- Born: Leontine Turpeau March 5, 1920 Washington, D.C.
- Died: June 28, 2012 (aged 92) Oakland, California
- Occupation: Bishop of the United Methodist Church
- Known for: First black woman to become a bishop in a major Christian denomination
- Spouses: Gloster Bryant Current; ; James David Kelly ​(m. 1956)​
- Parent: David Turpeau
- Relatives: Anita Turpeau Anderson (sister) T. J. Anderson (nephew)

= Leontine T. Kelly =

American bishop (1920–2012)

Leontine Turpeau Current Kelly (March 5, 1920 – June 28, 2012) was an American bishop of the United Methodist Church. She was the second woman elevated to the position of bishop within the United Methodist Church, and the first African American woman.

==Early life and personal life==
Leontine Turpeau was born in Georgetown, Washington, D.C., on March 5, 1920. She was the seventh of eight children born to David D. Turpeau Senior and Ila Marshall Turpeau. The Turpeau family then moved to Cincinnati when Leontine was a young girl. Her father was a Methodist minister who later served four terms in the Ohio House of Representatives.

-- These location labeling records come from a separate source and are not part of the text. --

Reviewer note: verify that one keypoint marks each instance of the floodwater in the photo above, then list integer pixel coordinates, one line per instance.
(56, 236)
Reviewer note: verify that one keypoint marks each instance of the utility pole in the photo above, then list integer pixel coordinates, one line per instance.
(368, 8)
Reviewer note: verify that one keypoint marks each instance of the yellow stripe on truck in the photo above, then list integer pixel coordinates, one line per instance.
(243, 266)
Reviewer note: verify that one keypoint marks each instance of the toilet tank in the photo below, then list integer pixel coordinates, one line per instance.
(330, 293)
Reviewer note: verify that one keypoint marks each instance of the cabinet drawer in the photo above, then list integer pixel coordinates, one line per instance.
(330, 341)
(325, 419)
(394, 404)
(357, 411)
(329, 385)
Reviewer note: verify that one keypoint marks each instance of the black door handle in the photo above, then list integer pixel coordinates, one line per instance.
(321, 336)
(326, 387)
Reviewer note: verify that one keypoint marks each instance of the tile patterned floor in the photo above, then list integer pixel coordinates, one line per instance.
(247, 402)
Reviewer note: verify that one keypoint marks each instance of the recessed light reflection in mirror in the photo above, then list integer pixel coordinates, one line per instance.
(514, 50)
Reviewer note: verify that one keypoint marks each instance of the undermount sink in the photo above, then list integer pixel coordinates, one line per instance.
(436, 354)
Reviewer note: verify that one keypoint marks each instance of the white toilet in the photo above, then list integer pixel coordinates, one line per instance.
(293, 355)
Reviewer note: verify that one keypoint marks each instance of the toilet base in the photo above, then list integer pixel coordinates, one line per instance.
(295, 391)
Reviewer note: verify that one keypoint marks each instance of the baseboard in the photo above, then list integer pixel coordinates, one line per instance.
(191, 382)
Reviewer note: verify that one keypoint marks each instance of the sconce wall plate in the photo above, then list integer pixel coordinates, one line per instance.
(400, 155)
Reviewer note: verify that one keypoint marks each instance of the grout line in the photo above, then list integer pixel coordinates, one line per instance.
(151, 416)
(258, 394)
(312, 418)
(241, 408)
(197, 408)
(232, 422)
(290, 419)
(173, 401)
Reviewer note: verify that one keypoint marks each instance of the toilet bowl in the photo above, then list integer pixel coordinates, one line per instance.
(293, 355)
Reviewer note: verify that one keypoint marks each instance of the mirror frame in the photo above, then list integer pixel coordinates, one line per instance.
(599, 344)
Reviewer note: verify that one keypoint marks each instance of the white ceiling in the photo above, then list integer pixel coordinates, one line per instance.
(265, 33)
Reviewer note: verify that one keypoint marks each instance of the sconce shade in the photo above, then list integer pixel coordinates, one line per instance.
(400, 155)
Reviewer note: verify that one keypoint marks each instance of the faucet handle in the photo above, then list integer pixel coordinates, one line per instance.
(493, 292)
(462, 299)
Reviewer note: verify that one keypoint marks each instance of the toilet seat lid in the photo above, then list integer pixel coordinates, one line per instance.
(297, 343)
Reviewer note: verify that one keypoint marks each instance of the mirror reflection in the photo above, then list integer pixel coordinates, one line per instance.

Her mother was an outspoken advocate for women and Blacks and a founder of the Urban League of Cincinnati, Ohio. Her brother, D. Rossman Turpeau was an educator in Cincinnati, Ohio.

From 1938 to 1941, Turpeau attended West Virginia State College. In 1941, she left school to marry Gloster B. Current, who was then serving as the executive director of the NCAAP's Detroit branch. He later became a Methodist pastor. The couple had three children together before getting divorced by the mid-1950s. In 1956, Turpeau married James David Kelly, a United Methodist minister.

==Education==
Kelly earned a B.A. degree from Virginia Union University (1960) and completed graduate work in economics, history and humanities at North Texas State University, the University of Cincinnati, and the College of William and Mary. She served as a public school teacher in Richmond and Northumberland County, Virginia, for eight years.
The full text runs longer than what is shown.